To address these challenges, a supersonic wind tunnel is used to simulate scramjet conditions at Mach 2, allowing for controlled experimentation on fuel injection strategies. Driven by high-pressure vacuum tanks, this wind tunnel provides the necessary flow and conditions for testing. It is equipped with a non-combustible gas fuel injection device and a specialized setup for Schlieren Photography and GLOF Imaging. These techniques will capture density variations and vector fields which can provide qualitative and quantitative data necessary for identifying optimal mixing patterns.

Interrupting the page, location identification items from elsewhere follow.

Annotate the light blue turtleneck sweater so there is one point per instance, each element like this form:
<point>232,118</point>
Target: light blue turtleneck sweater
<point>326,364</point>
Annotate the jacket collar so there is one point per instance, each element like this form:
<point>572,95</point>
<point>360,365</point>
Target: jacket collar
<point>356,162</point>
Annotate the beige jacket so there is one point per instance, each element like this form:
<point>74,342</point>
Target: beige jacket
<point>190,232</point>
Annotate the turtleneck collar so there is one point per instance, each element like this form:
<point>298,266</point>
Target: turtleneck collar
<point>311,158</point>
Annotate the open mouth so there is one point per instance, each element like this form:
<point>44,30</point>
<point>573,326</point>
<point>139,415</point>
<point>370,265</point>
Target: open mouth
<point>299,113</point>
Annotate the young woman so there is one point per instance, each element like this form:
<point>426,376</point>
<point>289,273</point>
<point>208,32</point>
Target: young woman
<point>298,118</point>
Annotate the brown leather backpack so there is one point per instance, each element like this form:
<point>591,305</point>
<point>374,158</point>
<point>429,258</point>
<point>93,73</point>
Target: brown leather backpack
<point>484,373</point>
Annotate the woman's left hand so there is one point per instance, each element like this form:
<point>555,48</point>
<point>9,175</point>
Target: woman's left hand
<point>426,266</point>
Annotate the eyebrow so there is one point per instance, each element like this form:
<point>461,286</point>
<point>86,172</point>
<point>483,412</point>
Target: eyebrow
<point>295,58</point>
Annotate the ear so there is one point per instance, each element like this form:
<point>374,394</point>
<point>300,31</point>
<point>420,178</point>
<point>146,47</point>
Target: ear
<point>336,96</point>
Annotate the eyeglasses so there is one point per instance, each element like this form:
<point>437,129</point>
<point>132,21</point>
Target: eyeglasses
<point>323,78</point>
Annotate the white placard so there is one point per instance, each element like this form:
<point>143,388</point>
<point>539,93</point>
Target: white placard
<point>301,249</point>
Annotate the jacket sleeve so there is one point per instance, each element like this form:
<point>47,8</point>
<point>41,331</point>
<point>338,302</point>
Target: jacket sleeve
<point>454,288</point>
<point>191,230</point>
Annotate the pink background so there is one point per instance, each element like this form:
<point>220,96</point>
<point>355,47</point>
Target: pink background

The project is expected to yield new knowledge on fuel-air mixing dynamics in scramjets, with validated methods for improving mixing efficiency and engine performance. The wind tunnel and test section will provide data that can be processed via MATLAB to understand areas of interest and how the geometry of the injectors directly affect mixing.

Team Name

Quad S Investigating

Team Slogan

“No limits, Just Civil Minds at Work”

Team Abstract

The purpose of this project is to use machine learning techniques to evaluate how the adoption of electric school buses is progressing throughout the United States. Multiple factors were considered so relations between these factors and how each state is progressing in this adoption could be seen. The primary machine learning technique that was used to make this possible was clustering. Data was taken from multiple reliable and trusted sources and ran through a code that was created by a group member. The other group members analyzed the output of the code and used this to find correlations. The paper is also meant to bring awareness to why the adoption of electric school buses is so important, highlighting health complications with children’s development.

Team Name

Current Controllers LLC

Team Slogan

“Connected Minds, Limitless Possibilities”

Team Abstract

Dye-Sensitized Solar Cells (DSSCs) are an emerging class of photovoltaic technology that offer cost-effective manufacturing, flexibility, and potential for high efficiency under low-light conditions. Unlike traditional silicon-based solar cells, DSSCs use dye to capture sunlight and a mesoporous semiconductor layer for electron transport. While they have been extensively studied in laboratory settings, challenges remain in optimizing their efficiency, stability, and scalability.

This project builds upon the initial literature review and simulation planning to explore practical applications. The first stage involves developing and validating COMSOL Multiphysics simulations of DSSCs to understand material properties, electrical performance, and structural parameters. Following this, the second stage will focus on fabricating a real DSSC prototype, enabling direct comparison between simulated and experimental results.